I’ve been thinking a lot recently about how Linux is increasingly defining inter-operability based on the random decisions of engineers hacking on projects, and not on industry standards. Engineers who run the latest and greatest software at all times are absolutely the last people who should ever get to make such decisions because they will never notice when someone with a three-year-old distro runs into trouble. Conversely, the groaning starts the moment something is more than ten minutes old. In the real world (a place where people don’t run rawhide, and might be on F-12 by now…maybe – trust me, I talk to computer people who use Linux but aren’t hard core Linux kernel/distro hackers every day), people don’t upgrade every day, don’t run the latest software, and compatible standards matter.

Not only should we not re-invent the wheel as often as does happen (for no gain other than to make it impossible to have a simple “Linux way” to do something – sure your whizz-bang solution boots faster and looks prettier but I never asked you for it and what I had was probably good enough), but we should actually use industry bodies to produce standards, or at least make a bigger effort to standardize. I want, in the future to walk into a hotel room and see “this is how you do this in Linux” instructions, not instructions for Fedora, Ubuntu, blah blah. Because in the latter case nobody is going to care enough to do it and Linux will continue to be a mere afterthought.

Two steps to fix this problem:

  • 1).

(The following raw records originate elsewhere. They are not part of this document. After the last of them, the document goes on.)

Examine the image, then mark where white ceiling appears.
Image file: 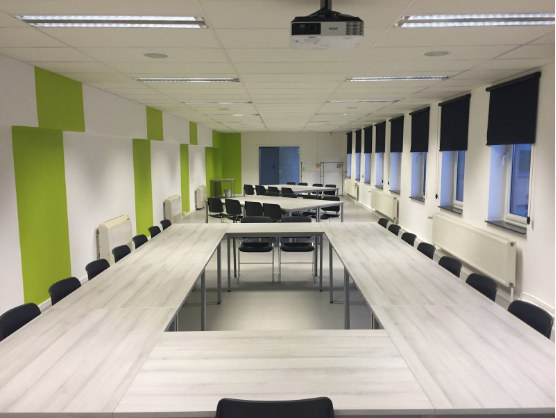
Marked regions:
[0,0,554,132]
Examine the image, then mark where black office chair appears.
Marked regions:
[438,256,462,277]
[243,184,255,196]
[149,226,161,238]
[402,232,417,247]
[207,197,227,222]
[85,258,110,280]
[216,398,334,418]
[48,277,81,305]
[263,203,282,222]
[237,216,274,284]
[378,218,388,228]
[226,199,243,223]
[417,242,436,260]
[0,303,41,341]
[112,245,131,263]
[388,224,402,236]
[278,216,317,283]
[131,234,149,249]
[508,300,554,338]
[465,273,498,302]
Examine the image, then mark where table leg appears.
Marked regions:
[344,267,349,329]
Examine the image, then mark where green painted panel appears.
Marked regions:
[184,144,191,212]
[147,106,164,141]
[12,126,71,304]
[133,139,153,236]
[189,122,199,145]
[35,67,85,132]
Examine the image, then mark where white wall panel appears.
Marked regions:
[64,132,135,277]
[83,84,147,138]
[151,141,181,225]
[0,127,23,315]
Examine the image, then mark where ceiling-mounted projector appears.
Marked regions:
[290,0,364,49]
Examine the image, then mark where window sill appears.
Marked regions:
[485,221,527,235]
[439,206,463,215]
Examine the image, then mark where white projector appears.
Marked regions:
[290,2,364,50]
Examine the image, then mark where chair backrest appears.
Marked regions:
[0,303,41,341]
[263,203,282,221]
[112,245,131,263]
[388,224,402,236]
[378,218,388,228]
[465,273,498,302]
[207,197,224,213]
[508,300,554,338]
[417,242,436,260]
[226,199,243,215]
[85,258,110,280]
[48,277,81,305]
[438,256,462,277]
[149,226,160,238]
[243,184,255,196]
[245,200,264,216]
[216,398,334,418]
[241,216,272,224]
[131,234,149,249]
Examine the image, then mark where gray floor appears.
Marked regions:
[179,198,378,331]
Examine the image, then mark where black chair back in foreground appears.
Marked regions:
[465,273,498,302]
[85,258,110,280]
[0,303,41,341]
[216,398,334,418]
[508,300,554,338]
[48,277,81,305]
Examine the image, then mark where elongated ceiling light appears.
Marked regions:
[394,13,554,28]
[16,15,207,29]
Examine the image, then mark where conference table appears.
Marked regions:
[0,223,555,418]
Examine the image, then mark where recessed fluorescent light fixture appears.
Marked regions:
[137,77,239,83]
[394,13,554,28]
[346,75,451,81]
[16,15,207,29]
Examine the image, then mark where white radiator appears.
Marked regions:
[164,194,183,224]
[97,215,133,264]
[432,213,517,287]
[195,185,207,209]
[371,189,398,224]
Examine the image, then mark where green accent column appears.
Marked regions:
[147,106,164,141]
[133,139,154,236]
[35,67,85,132]
[12,126,71,304]
[189,122,199,145]
[184,144,191,212]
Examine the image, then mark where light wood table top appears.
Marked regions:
[114,330,433,417]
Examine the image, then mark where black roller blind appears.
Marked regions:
[390,115,403,152]
[375,121,386,152]
[355,129,361,154]
[364,125,373,154]
[410,107,431,152]
[439,94,471,151]
[487,72,541,145]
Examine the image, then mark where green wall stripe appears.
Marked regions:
[147,106,164,141]
[184,144,191,212]
[133,139,153,236]
[35,67,85,132]
[12,126,71,304]
[189,122,199,145]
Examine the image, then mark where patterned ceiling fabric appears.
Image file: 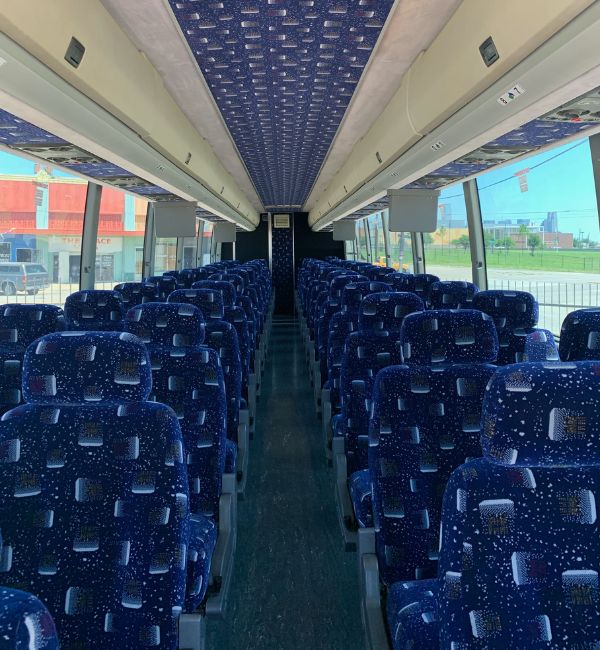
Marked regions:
[169,0,393,206]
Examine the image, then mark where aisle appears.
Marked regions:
[207,319,363,650]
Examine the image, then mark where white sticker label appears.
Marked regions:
[498,84,525,106]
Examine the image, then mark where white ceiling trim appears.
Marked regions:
[101,0,263,212]
[302,0,462,212]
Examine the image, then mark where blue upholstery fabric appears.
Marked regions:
[383,273,415,293]
[327,312,358,409]
[0,587,58,650]
[169,289,225,321]
[0,332,199,648]
[369,363,495,585]
[401,309,498,366]
[144,275,177,302]
[415,273,440,305]
[125,302,206,348]
[224,439,237,474]
[559,308,600,361]
[429,280,479,309]
[23,332,152,404]
[348,469,373,528]
[358,291,425,332]
[193,280,236,307]
[473,289,539,331]
[392,361,600,650]
[0,305,65,353]
[342,282,390,312]
[125,303,227,519]
[0,304,64,415]
[169,289,242,442]
[65,289,124,332]
[114,282,161,309]
[387,579,440,650]
[340,332,402,475]
[473,290,559,366]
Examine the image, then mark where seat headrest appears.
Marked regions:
[481,361,600,467]
[114,282,161,307]
[341,281,390,312]
[23,332,152,404]
[415,273,440,298]
[64,289,124,330]
[559,307,600,361]
[400,309,498,366]
[125,302,205,348]
[192,280,236,307]
[473,289,539,330]
[358,291,425,332]
[168,289,225,321]
[384,273,415,292]
[0,304,65,349]
[429,280,479,309]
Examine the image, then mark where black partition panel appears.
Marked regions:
[269,212,295,314]
[294,212,344,271]
[235,214,269,262]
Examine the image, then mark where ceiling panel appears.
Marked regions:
[169,0,393,207]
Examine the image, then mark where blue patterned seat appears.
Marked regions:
[169,289,242,443]
[392,361,600,649]
[125,303,227,521]
[358,291,425,332]
[429,280,479,309]
[114,282,161,310]
[340,331,402,476]
[0,587,58,650]
[369,310,498,586]
[0,304,65,415]
[559,307,600,361]
[473,289,559,366]
[0,332,210,648]
[144,275,177,302]
[383,273,415,293]
[414,273,440,305]
[65,289,125,332]
[342,281,391,313]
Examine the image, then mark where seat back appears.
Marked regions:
[340,331,402,474]
[473,290,559,366]
[65,289,124,332]
[559,307,600,361]
[114,282,161,310]
[169,289,242,442]
[0,304,65,415]
[415,273,440,305]
[439,361,600,648]
[358,291,425,332]
[0,587,58,650]
[0,332,193,649]
[369,310,498,585]
[429,280,479,309]
[144,275,177,302]
[125,303,227,521]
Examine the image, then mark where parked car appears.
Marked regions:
[0,262,48,296]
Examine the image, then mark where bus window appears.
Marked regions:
[0,151,87,306]
[423,183,472,281]
[94,187,148,289]
[477,139,600,334]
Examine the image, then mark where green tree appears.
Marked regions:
[527,235,542,255]
[438,226,447,248]
[452,235,471,251]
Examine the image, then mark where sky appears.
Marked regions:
[439,138,600,241]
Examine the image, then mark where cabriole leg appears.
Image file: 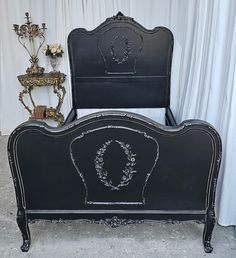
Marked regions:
[16,210,30,252]
[203,208,216,253]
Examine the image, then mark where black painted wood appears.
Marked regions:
[8,111,221,251]
[68,13,174,109]
[8,13,221,252]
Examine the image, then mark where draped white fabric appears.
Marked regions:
[0,0,236,225]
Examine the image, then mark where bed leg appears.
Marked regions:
[16,210,30,252]
[203,208,216,253]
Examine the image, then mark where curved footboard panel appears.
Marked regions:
[8,111,221,251]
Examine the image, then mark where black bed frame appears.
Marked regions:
[8,13,221,253]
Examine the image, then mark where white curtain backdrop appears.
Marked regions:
[0,0,236,226]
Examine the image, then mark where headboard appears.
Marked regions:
[68,12,174,109]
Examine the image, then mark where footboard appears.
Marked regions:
[8,111,221,252]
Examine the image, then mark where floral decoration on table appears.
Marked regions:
[44,43,64,73]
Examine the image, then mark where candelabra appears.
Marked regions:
[13,12,46,75]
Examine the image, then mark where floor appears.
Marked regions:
[0,136,236,258]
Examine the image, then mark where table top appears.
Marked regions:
[17,72,66,87]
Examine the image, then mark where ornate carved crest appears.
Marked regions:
[111,35,131,64]
[94,140,137,190]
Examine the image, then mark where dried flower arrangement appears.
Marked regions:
[44,43,64,57]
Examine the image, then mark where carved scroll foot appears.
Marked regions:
[16,211,30,252]
[203,208,215,253]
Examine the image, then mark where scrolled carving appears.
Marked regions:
[91,216,144,228]
[111,35,131,64]
[94,140,137,190]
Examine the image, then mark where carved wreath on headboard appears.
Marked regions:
[94,140,137,190]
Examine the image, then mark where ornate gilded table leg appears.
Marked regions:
[19,88,32,115]
[53,84,66,113]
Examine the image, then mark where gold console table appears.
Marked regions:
[17,72,66,125]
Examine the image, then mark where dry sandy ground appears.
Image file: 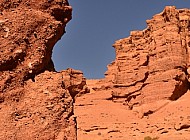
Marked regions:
[75,81,190,140]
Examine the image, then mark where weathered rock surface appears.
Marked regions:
[0,0,86,140]
[105,6,190,107]
[75,6,190,140]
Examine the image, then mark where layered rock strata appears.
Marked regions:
[104,6,190,109]
[0,0,86,140]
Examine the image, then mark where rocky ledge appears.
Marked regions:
[0,0,86,140]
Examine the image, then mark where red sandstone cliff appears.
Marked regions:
[0,0,86,140]
[75,6,190,140]
[105,6,190,107]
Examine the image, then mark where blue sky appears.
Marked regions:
[53,0,190,79]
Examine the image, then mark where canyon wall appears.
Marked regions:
[0,0,86,140]
[102,6,190,109]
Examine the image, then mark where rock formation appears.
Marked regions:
[0,0,86,140]
[105,6,190,111]
[75,6,190,140]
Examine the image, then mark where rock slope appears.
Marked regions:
[0,0,86,140]
[105,6,190,108]
[75,6,190,140]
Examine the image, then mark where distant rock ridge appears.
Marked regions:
[101,6,190,109]
[0,0,86,140]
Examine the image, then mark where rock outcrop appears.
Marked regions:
[0,0,86,140]
[103,6,190,109]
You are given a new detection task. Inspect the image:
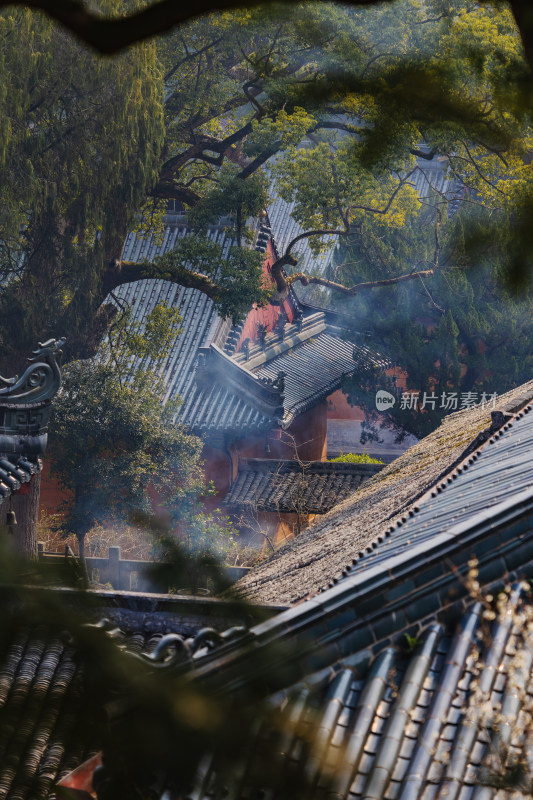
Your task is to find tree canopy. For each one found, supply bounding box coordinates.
[0,0,529,372]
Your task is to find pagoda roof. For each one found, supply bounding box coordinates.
[237,381,533,604]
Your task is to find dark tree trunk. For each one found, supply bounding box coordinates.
[0,474,41,559]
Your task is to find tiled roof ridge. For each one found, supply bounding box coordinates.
[316,398,533,597]
[195,344,283,422]
[316,398,533,597]
[198,486,533,691]
[232,311,326,370]
[239,458,382,475]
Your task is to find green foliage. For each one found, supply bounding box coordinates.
[0,0,163,364]
[329,453,384,464]
[48,306,236,559]
[154,236,272,322]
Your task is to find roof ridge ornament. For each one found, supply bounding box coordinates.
[0,339,66,405]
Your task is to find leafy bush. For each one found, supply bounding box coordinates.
[329,453,385,464]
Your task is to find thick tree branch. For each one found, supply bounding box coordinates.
[102,260,221,300]
[0,0,533,86]
[287,269,434,297]
[0,0,426,55]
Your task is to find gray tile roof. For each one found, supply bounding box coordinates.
[115,220,385,438]
[0,456,41,503]
[268,154,465,308]
[268,194,338,305]
[221,458,382,514]
[237,381,533,604]
[254,328,387,427]
[177,596,533,800]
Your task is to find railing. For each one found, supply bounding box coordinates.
[37,542,249,594]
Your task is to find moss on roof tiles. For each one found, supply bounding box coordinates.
[236,381,533,605]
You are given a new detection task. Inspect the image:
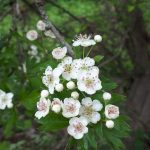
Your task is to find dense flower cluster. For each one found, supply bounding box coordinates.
[30,28,119,139]
[0,90,14,110]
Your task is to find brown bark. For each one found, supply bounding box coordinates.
[126,8,150,130]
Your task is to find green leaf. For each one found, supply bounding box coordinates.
[0,142,10,150]
[94,55,104,63]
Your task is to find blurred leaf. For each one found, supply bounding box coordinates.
[94,55,104,63]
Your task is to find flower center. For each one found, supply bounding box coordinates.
[108,107,117,114]
[64,64,72,72]
[47,75,53,83]
[80,64,88,70]
[38,101,46,111]
[73,122,83,133]
[85,79,93,87]
[83,106,93,116]
[66,104,76,113]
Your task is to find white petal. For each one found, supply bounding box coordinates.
[45,66,52,75]
[82,97,92,106]
[53,68,63,77]
[91,112,101,123]
[69,117,79,124]
[79,116,88,126]
[63,56,72,64]
[48,85,54,94]
[62,72,71,81]
[6,93,14,99]
[77,80,86,91]
[73,133,83,140]
[83,57,95,67]
[67,126,76,136]
[85,88,96,95]
[92,100,103,111]
[72,40,81,46]
[35,111,43,119]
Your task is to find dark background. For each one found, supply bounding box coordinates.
[0,0,150,150]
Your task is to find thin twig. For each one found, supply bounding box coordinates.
[35,0,74,57]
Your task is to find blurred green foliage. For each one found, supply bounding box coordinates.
[0,0,150,150]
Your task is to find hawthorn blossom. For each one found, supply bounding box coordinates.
[44,30,56,39]
[0,90,14,110]
[72,57,99,79]
[71,91,79,99]
[36,20,46,31]
[103,92,111,100]
[94,35,102,42]
[58,56,74,81]
[62,98,81,118]
[52,47,67,59]
[51,98,62,113]
[41,90,49,97]
[42,66,61,94]
[106,120,115,129]
[105,104,119,119]
[77,72,102,95]
[79,97,103,124]
[35,97,51,119]
[67,117,88,139]
[73,34,96,47]
[55,83,64,92]
[26,30,38,41]
[66,81,76,90]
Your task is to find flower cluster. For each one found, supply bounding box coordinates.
[0,90,14,110]
[35,32,119,139]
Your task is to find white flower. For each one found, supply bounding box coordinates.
[41,90,49,97]
[58,56,74,81]
[52,47,67,59]
[42,66,61,94]
[94,35,102,42]
[71,91,79,99]
[28,45,38,57]
[36,20,46,31]
[79,97,103,124]
[103,92,111,100]
[35,97,51,119]
[44,30,56,39]
[55,83,64,92]
[62,98,81,118]
[106,120,114,128]
[77,72,102,95]
[0,90,14,110]
[66,81,75,90]
[73,34,96,47]
[105,104,119,119]
[67,117,88,139]
[51,98,62,113]
[72,57,99,79]
[26,30,38,41]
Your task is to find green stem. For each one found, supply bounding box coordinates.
[86,46,94,57]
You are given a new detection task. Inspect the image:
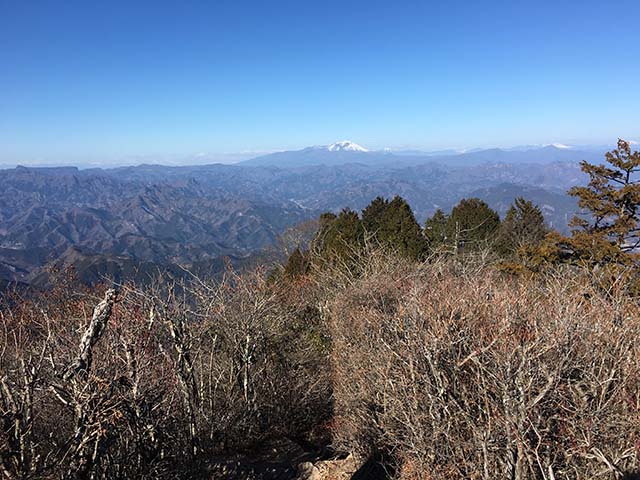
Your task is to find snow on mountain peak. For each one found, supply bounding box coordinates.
[327,140,369,152]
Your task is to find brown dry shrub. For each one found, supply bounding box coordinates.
[327,254,640,479]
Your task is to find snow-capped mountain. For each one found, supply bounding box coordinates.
[241,140,607,168]
[327,140,369,152]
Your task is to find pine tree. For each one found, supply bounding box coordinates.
[446,198,500,252]
[313,208,365,260]
[362,197,389,235]
[362,196,427,260]
[424,209,448,252]
[569,140,640,253]
[496,197,548,256]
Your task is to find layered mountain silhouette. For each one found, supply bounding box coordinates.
[0,142,601,285]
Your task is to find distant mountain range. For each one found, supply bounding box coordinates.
[239,140,604,168]
[0,141,603,286]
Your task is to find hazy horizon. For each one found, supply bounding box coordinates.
[0,1,640,165]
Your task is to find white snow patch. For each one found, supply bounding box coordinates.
[327,140,369,152]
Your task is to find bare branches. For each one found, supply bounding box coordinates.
[63,289,117,380]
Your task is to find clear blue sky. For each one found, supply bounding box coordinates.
[0,0,640,163]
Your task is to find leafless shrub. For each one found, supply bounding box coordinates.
[327,251,640,479]
[0,264,330,479]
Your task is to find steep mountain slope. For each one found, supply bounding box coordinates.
[0,146,586,284]
[0,168,315,281]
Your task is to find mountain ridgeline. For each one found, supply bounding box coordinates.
[0,142,595,286]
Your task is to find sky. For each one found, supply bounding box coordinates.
[0,0,640,164]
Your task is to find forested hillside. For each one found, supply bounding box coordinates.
[0,141,640,480]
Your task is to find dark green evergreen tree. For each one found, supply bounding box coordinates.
[314,208,365,260]
[362,197,389,235]
[424,209,448,252]
[362,196,427,260]
[446,198,500,252]
[496,197,549,256]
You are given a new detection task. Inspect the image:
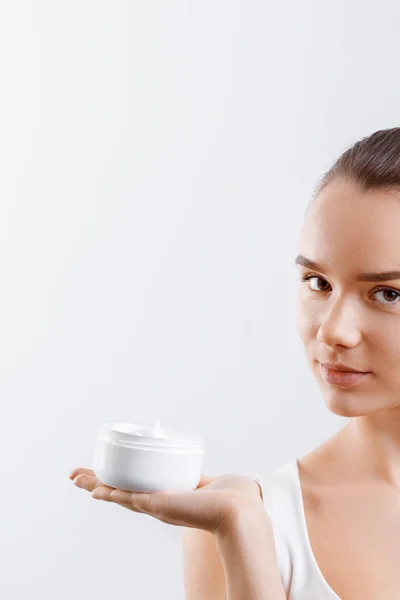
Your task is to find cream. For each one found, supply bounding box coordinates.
[94,421,205,492]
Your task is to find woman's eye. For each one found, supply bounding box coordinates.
[300,274,400,305]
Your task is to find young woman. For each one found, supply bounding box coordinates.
[71,128,400,600]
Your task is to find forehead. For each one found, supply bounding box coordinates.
[298,180,400,272]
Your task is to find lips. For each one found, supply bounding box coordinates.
[320,363,370,387]
[321,363,369,373]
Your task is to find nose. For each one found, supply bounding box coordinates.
[317,299,362,348]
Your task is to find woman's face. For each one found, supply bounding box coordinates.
[297,180,400,417]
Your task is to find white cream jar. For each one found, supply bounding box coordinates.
[94,421,204,492]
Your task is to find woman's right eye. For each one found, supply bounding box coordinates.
[300,273,329,292]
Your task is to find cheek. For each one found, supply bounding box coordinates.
[296,298,318,343]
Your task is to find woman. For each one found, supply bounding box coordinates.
[71,128,400,600]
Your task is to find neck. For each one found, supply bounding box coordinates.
[340,407,400,488]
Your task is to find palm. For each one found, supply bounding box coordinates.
[70,468,263,532]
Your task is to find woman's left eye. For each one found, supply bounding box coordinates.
[300,273,400,304]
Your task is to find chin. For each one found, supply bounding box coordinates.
[325,395,390,418]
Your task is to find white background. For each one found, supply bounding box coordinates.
[0,0,400,600]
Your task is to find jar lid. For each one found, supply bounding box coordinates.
[99,421,203,448]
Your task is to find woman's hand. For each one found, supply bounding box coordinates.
[70,467,266,534]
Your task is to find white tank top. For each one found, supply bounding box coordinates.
[254,458,340,600]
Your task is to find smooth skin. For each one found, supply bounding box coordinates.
[297,179,400,600]
[69,467,266,535]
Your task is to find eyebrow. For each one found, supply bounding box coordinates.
[294,254,400,281]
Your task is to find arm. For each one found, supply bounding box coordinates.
[183,509,286,600]
[216,510,286,600]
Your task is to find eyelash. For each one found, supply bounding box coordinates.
[300,273,400,306]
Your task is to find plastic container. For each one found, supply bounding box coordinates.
[94,421,204,492]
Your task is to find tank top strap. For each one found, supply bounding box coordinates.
[254,459,302,598]
[254,458,340,600]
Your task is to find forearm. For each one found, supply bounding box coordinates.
[216,512,286,600]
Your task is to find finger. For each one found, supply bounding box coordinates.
[74,474,114,492]
[196,474,214,489]
[92,485,150,516]
[69,467,95,479]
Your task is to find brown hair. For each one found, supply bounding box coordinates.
[306,127,400,212]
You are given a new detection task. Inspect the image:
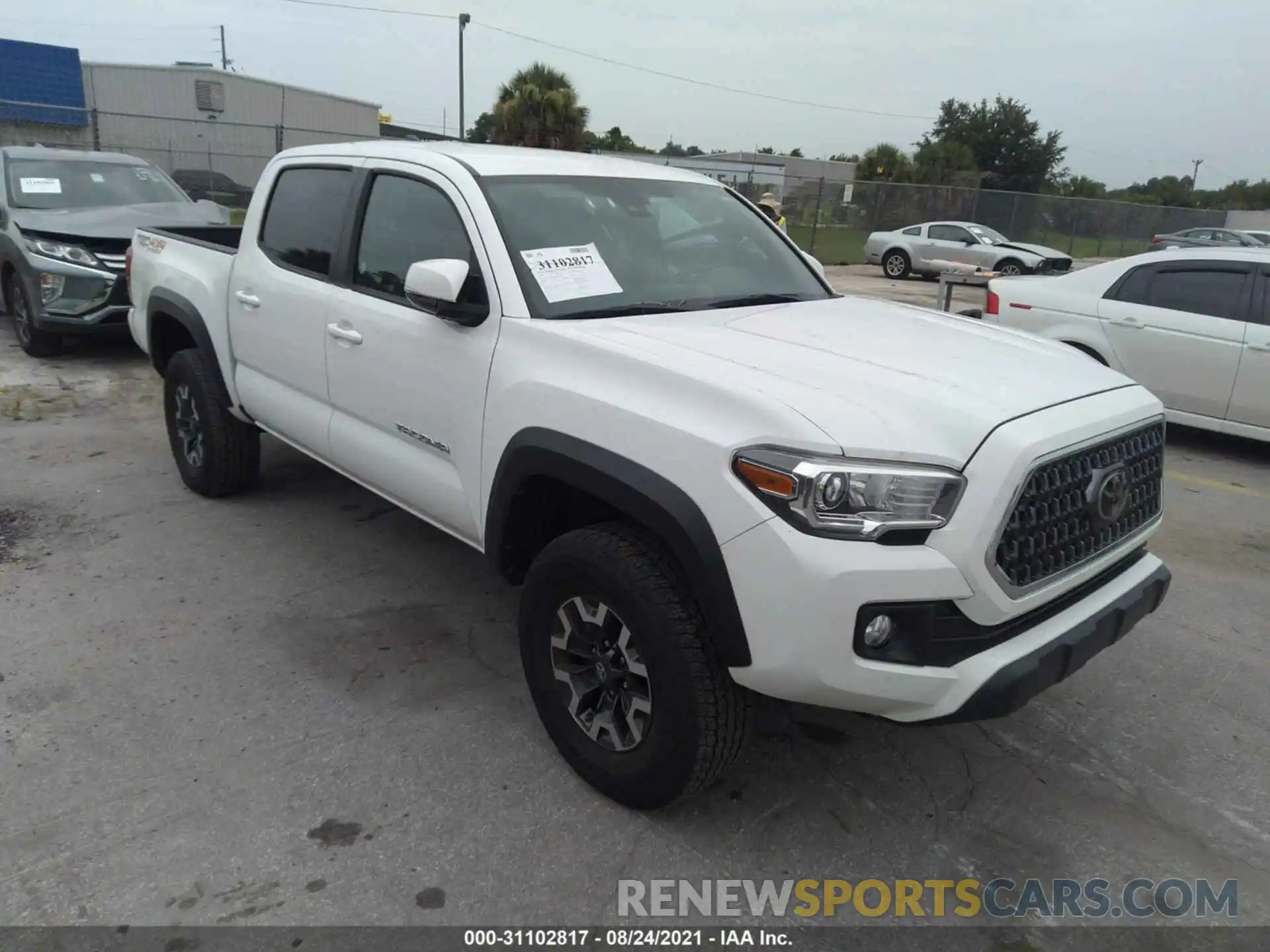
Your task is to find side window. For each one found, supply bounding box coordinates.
[929,225,974,244]
[259,169,353,278]
[1107,264,1154,305]
[1147,268,1247,320]
[353,175,476,301]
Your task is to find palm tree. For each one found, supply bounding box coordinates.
[493,62,591,151]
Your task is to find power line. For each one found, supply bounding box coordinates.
[268,0,454,20]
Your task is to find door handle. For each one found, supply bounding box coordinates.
[326,324,362,344]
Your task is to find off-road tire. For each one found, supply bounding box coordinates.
[4,274,62,357]
[519,523,751,809]
[164,348,261,498]
[881,247,913,280]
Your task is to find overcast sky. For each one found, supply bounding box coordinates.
[0,0,1270,188]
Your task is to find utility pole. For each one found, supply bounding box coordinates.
[458,13,472,142]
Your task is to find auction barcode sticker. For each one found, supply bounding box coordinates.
[18,179,62,196]
[521,241,622,305]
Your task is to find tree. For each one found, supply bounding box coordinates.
[493,62,589,151]
[856,142,913,182]
[466,113,494,142]
[921,97,1067,192]
[912,141,979,186]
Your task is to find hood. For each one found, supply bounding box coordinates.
[556,297,1132,467]
[10,202,229,239]
[995,241,1071,258]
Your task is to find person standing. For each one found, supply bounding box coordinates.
[758,192,788,233]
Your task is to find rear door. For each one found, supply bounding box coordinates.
[229,160,360,457]
[325,160,501,542]
[1099,262,1252,419]
[1226,268,1270,426]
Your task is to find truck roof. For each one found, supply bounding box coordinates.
[279,139,719,184]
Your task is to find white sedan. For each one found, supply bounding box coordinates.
[983,249,1270,440]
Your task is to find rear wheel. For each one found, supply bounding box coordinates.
[164,348,261,496]
[4,274,62,357]
[519,523,749,809]
[881,249,913,279]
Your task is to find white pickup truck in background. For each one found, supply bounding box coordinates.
[130,141,1169,807]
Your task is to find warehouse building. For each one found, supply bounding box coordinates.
[0,40,380,188]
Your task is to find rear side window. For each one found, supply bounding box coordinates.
[1110,266,1154,305]
[1147,268,1247,320]
[353,175,476,301]
[261,169,353,278]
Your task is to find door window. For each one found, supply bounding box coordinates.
[259,167,353,278]
[1147,268,1247,320]
[927,225,976,245]
[353,175,479,303]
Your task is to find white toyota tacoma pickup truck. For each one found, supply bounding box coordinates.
[128,141,1169,807]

Every project should have architects who set direction and whose opinion counts as gospel on decisions that will impact user experience. They can veto the silly wheel re-invention exercises. People who don’t like that can go hack on Linux From Scratch in their basement.
  • 2). Every project should work with independent industry bodies to standardize the moment some new feature comes along. So that there is one “Linux way” to do it, and not ten different but similar ways to do the same thing.

That’s my two cents (sense) on a Friday. If those things happened, users would be the better for it. You may now arrogantly tell me how wrong I am and how much better the world would be if none of that happened.